Symdex

by symdex-100

GitHub 3 3 uses Remote

About

Symdex-100 is a semantic code search and indexing tool for Python codebases that generates compact metadata "Cyphers" for rapid, intent-based code discovery. It enables sub-second natural language searches across large codebases while dramatically reducing token consumption for AI agents. Key capabilities: - Indexes Python functions into 20-byte semantic fingerprints (Cyphers) for ultra-fast lookups and structured code analysis - Natural language search that understands intent, returning precise file locations and code context - Security and domain-specific auditing to identify code patterns, potential vulnerabilities, and quality issues - High-level codebase overviews for understanding structure and patterns without reading thousands of lines - 10-50x token reduction for AI agents compared to grep or full-text search methods - Sub-second query performance even on large, complex codebases

README

Symdex-100

*Symdex-100 — your AI companion for code exploration*

---

Semantic fingerprints for intent-based Python code search — 50–100x faster index lookups, 10–50x fewer tokens for AI agents.

Symdex-100 generates compact, structured metadata ("Cyphers") for every function in your Python codebase.
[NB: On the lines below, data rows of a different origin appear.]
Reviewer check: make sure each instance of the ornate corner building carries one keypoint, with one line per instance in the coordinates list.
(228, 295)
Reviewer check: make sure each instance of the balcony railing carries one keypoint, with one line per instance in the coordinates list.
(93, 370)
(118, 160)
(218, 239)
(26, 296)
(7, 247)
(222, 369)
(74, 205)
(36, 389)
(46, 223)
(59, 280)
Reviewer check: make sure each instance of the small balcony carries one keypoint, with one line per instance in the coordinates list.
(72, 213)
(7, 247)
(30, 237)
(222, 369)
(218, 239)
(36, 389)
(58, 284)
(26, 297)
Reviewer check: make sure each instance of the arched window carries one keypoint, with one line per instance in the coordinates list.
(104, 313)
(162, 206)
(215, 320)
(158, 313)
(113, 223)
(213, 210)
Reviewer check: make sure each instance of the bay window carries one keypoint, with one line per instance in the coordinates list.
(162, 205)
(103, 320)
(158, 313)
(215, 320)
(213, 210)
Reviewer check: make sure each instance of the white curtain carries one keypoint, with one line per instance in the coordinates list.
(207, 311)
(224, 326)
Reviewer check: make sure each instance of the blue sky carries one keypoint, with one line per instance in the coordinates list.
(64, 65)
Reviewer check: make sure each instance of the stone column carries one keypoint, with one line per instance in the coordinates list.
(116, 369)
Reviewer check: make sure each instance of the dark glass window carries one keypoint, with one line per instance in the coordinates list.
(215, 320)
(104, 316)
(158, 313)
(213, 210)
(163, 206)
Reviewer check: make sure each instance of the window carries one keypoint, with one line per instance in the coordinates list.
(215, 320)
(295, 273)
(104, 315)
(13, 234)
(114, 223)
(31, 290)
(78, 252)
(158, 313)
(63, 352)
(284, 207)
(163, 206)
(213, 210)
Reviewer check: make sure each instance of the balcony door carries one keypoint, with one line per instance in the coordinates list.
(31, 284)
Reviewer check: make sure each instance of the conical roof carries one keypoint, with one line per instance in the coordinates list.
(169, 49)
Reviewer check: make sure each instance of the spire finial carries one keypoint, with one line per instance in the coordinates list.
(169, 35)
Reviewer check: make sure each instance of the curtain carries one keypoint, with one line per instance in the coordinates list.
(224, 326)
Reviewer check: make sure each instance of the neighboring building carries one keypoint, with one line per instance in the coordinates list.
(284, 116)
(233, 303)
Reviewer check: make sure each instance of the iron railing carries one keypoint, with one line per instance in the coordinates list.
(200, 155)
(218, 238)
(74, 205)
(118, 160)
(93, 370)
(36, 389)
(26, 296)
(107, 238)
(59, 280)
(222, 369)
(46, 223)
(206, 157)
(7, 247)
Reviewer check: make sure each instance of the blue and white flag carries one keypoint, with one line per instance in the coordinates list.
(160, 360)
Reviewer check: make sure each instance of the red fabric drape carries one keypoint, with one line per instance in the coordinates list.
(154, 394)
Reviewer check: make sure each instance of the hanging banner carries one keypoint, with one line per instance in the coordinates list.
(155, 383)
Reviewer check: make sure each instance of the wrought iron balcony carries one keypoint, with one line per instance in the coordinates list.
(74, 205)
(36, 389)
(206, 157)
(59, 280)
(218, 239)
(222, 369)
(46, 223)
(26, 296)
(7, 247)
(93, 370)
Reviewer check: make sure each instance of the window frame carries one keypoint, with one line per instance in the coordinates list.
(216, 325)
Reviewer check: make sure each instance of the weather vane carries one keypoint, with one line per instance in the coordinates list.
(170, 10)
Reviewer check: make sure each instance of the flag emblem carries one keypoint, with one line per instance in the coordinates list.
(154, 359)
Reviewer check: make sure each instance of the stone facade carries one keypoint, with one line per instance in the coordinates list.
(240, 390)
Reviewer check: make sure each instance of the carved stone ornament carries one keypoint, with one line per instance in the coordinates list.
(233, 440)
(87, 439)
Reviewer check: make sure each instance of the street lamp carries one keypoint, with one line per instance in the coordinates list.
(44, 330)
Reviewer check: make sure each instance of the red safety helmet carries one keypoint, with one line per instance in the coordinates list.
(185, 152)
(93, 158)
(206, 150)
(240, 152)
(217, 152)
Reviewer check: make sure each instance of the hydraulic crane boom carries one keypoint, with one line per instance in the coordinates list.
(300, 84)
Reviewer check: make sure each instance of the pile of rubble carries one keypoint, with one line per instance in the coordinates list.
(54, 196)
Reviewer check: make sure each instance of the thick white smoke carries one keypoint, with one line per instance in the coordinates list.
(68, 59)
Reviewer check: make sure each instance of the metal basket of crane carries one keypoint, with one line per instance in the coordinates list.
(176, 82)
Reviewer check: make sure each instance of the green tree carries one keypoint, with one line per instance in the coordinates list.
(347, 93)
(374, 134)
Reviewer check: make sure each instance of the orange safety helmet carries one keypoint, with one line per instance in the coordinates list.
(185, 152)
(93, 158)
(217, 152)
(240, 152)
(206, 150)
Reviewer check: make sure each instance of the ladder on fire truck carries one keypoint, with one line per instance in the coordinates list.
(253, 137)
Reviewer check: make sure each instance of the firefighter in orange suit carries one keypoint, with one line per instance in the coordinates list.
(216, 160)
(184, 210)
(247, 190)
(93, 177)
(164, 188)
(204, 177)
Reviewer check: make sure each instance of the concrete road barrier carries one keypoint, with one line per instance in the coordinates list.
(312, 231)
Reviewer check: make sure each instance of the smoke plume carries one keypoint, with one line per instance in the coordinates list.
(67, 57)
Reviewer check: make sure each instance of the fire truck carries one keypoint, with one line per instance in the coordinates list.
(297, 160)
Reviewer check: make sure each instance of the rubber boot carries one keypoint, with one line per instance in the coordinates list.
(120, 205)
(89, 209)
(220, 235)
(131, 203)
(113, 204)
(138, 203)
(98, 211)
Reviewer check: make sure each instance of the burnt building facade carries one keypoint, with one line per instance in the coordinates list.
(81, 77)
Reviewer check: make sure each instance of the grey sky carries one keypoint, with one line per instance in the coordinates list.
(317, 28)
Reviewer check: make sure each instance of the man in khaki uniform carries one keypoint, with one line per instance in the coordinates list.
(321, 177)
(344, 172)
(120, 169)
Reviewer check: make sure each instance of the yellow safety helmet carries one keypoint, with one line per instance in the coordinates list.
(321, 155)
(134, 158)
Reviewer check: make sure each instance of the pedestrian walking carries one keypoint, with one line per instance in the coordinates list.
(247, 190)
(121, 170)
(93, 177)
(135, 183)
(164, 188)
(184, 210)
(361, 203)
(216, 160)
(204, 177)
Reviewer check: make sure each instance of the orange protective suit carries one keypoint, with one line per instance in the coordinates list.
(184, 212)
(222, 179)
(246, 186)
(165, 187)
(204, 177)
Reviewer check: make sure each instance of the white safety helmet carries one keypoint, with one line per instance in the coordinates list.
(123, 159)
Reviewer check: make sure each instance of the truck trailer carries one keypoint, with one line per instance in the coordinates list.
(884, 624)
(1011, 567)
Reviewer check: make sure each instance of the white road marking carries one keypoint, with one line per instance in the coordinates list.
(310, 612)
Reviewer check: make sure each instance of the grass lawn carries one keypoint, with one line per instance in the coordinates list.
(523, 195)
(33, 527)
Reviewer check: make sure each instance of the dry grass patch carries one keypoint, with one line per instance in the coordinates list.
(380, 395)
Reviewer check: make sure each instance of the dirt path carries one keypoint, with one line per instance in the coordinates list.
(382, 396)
Each Cypher is typically 20 bytes — a semantic fingerprint that enables sub-second, intent-based code search for developers and AI agents without reading thousands of lines of code.
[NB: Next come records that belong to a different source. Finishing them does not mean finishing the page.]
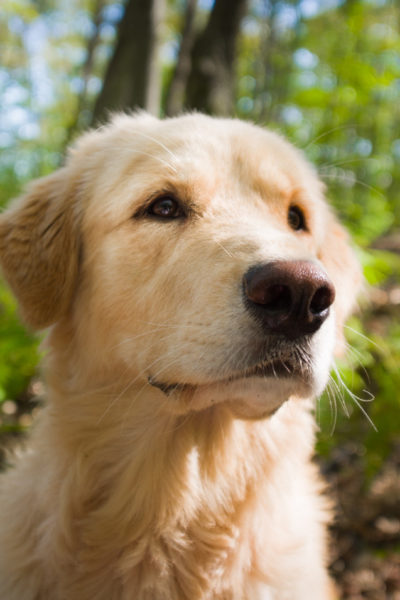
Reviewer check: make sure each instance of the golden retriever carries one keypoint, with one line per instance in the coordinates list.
(195, 284)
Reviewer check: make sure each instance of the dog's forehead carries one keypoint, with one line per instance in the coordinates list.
(199, 156)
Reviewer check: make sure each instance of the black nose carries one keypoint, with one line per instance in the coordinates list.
(290, 298)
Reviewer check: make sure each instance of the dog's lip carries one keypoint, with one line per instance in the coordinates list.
(277, 369)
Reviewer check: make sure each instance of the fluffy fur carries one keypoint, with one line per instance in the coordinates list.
(199, 488)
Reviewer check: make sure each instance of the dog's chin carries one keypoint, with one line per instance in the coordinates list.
(252, 397)
(248, 397)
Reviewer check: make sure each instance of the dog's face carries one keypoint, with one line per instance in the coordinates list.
(195, 255)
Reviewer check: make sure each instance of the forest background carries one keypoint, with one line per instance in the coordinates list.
(326, 73)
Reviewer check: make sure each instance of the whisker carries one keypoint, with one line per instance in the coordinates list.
(343, 177)
(163, 146)
(365, 337)
(356, 399)
(322, 135)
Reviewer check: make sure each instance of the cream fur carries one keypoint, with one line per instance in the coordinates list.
(207, 493)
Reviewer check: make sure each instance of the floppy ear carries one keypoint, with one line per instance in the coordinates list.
(345, 272)
(39, 248)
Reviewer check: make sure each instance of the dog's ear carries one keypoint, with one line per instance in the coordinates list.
(342, 266)
(39, 248)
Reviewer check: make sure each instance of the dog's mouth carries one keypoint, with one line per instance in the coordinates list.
(276, 369)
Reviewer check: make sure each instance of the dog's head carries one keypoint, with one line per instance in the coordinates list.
(195, 255)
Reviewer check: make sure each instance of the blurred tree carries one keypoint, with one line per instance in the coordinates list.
(132, 78)
(211, 82)
(176, 90)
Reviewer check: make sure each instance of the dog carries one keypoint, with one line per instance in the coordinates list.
(194, 286)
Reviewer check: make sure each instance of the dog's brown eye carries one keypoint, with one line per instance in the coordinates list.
(296, 219)
(165, 208)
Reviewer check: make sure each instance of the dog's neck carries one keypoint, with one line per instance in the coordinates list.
(142, 482)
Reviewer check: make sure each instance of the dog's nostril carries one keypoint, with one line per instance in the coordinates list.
(289, 298)
(278, 299)
(322, 299)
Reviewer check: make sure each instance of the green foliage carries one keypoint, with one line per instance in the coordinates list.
(18, 350)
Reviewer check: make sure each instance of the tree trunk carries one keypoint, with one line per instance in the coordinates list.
(176, 93)
(132, 78)
(211, 83)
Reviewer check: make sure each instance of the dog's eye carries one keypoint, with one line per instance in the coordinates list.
(165, 207)
(296, 219)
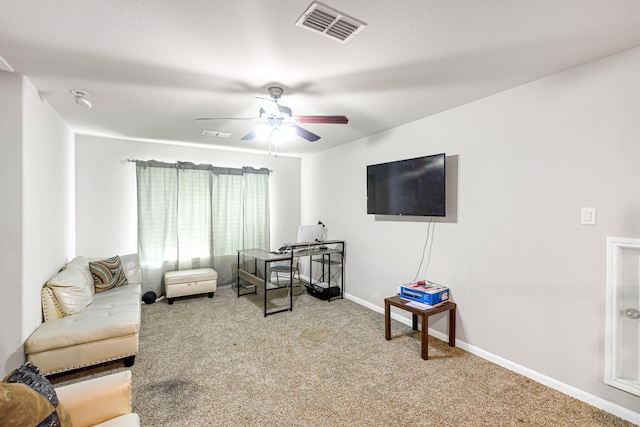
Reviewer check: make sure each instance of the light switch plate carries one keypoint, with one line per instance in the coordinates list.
(588, 216)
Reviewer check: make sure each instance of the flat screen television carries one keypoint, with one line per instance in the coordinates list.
(407, 187)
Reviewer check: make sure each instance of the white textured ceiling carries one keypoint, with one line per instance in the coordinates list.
(152, 66)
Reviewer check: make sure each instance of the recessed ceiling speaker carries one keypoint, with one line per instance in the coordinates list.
(80, 96)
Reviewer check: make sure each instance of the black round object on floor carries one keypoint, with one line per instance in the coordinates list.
(149, 297)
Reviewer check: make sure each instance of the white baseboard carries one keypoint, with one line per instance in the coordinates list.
(581, 395)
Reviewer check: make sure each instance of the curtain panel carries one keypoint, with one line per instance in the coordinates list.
(194, 216)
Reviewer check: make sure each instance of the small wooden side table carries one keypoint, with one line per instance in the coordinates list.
(396, 301)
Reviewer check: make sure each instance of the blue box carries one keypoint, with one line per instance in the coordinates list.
(430, 295)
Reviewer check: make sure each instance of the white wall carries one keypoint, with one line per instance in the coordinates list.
(527, 277)
(10, 220)
(106, 189)
(36, 219)
(48, 200)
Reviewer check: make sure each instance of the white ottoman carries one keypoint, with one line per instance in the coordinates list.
(190, 282)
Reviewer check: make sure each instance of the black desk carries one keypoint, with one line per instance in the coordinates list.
(251, 276)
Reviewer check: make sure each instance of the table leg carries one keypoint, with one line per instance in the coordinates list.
(452, 327)
(265, 288)
(387, 321)
(424, 339)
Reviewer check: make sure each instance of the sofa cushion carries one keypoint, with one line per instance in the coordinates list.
(27, 398)
(107, 273)
(73, 286)
(111, 314)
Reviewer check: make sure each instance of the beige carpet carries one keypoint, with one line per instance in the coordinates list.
(219, 362)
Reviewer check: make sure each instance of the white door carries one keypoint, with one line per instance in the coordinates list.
(622, 340)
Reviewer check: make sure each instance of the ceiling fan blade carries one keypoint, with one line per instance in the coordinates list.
(269, 106)
(250, 135)
(337, 120)
(309, 136)
(229, 118)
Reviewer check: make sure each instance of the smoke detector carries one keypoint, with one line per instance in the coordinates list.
(216, 134)
(80, 96)
(329, 22)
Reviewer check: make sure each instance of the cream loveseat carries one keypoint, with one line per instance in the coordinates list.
(103, 401)
(83, 327)
(27, 398)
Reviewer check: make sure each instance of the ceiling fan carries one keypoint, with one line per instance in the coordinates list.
(279, 118)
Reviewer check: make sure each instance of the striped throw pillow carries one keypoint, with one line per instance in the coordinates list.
(107, 273)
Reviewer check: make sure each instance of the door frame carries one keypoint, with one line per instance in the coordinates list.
(615, 247)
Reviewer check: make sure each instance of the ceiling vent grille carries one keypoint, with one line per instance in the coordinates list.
(330, 22)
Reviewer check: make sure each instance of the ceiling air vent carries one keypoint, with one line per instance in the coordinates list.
(330, 22)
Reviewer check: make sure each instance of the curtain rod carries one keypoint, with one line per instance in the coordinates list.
(136, 160)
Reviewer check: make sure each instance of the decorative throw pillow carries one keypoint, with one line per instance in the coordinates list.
(107, 273)
(27, 398)
(73, 286)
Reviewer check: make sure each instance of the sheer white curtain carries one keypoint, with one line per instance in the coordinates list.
(194, 216)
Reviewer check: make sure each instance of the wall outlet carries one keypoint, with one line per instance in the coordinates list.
(588, 216)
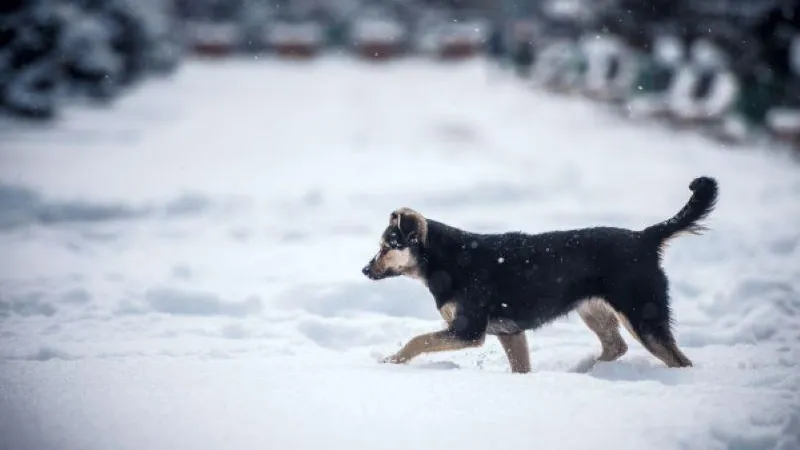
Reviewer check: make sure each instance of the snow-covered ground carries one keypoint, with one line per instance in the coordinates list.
(183, 271)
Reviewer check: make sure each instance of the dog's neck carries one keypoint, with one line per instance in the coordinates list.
(441, 244)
# Your Python function → Indexed automatically
async def validate_user_token(token: str, user_id: int) -> bool:
    """Verify JWT token for a specific user."""
    # ... implementation ...

# Natural language search → Sub-second results
$ symdex search "where do we validate user tokens"
──────────────────────────────────────────────────────────────────────────────
  SYMDEX — 1 result in 0.0823 seconds
──────────────────────────────────────────────────────────────────────────────
  #1  validate_user_token  (Python)
  ────────────────────────────────────────────────────────────────────────────
    File   : /project/auth/tokens.py
    Lines  : 42–67
    Cypher : SEC:VAL_TOKEN--ASY
    Score  : 24.5      42 │ async def validate_user_token(token: str, user_id: int) -> bool:
      43 │     """Verify JWT token for a specific user."""
      44 │     if not token:
      45 │         return False

---

The Problem

Traditional code search methods scale poorly on large codebases:

| Approach | Limitation | Token Cost (AI agents) | |----------|-----------|------------------------| | grep | Keyword noise — finds "token" in comments, strings, variable names | 3,000+ tokens (read all matches, many false positives) | | Full-text search | No semantic understanding — can't distinguish intent | 5,000+ tokens (read 10 files, variable success) | | Embeddings | Opaque, expensive, query-time overhead | 2,000+ tokens (re-rank results, embedding index size) | | AST/LSP | Limited to structural queries (class/function names) | N/A (doesn't understand "what validates X") | | Symdex | Requires indexing step (one-time per codebase) | ~100–300 tokens (1–5 precise results with context) |

Result: Developers waste time reading irrelevant code. AI agents burn tokens on noise. Symdex reduces token usage by 10–50x for intent-based queries (vs reading multiple files) while providing sub-second index lookups.

---

The Solution: Semantic Fingerprints

Symdex-100 solves this with Cypher-100, a structured metadata format that encodes function semantics in 20 bytes:

Anatomy of a Cypher-100 String

Each Cypher follows a strict four-slot hierarchy designed for both machine filtering and human readability:

┌─────────────────────────────────────────────────────────────┐
│                                                             │
│            DOM   :   ACT   _   OBJ   --   PAT               │
│              │        │         │           │               │
│         Domain   Action       Object        Pattern         │
│                                                             │
│   Where does     What does    What is       How does        │
│   this live?     it do?       the target?   it run?         │
│                                                             │
└─────────────────────────────────────────────────────────────┘

Formal specification:

$$ \text{Cypher} = \text{DOM} : \text{ACT} \text{OBJ} \text{--} \text{PAT} $$

Where:

DOM *(Domain)*: Semantic namespace — SEC (Security), NET (Network), DAT (Data), SYS (System), LOG (Logging), UI (Interface), BIZ (Business), TST (Testing)

ACT *(Action)*: Primary operation — VAL (Validate), FET (Fetch), TRN (Transform), CRT (Create), SND (Send), SCR (Scrub), UPD (Update), AGG (Aggregate), FLT (Filter), DEL (Delete)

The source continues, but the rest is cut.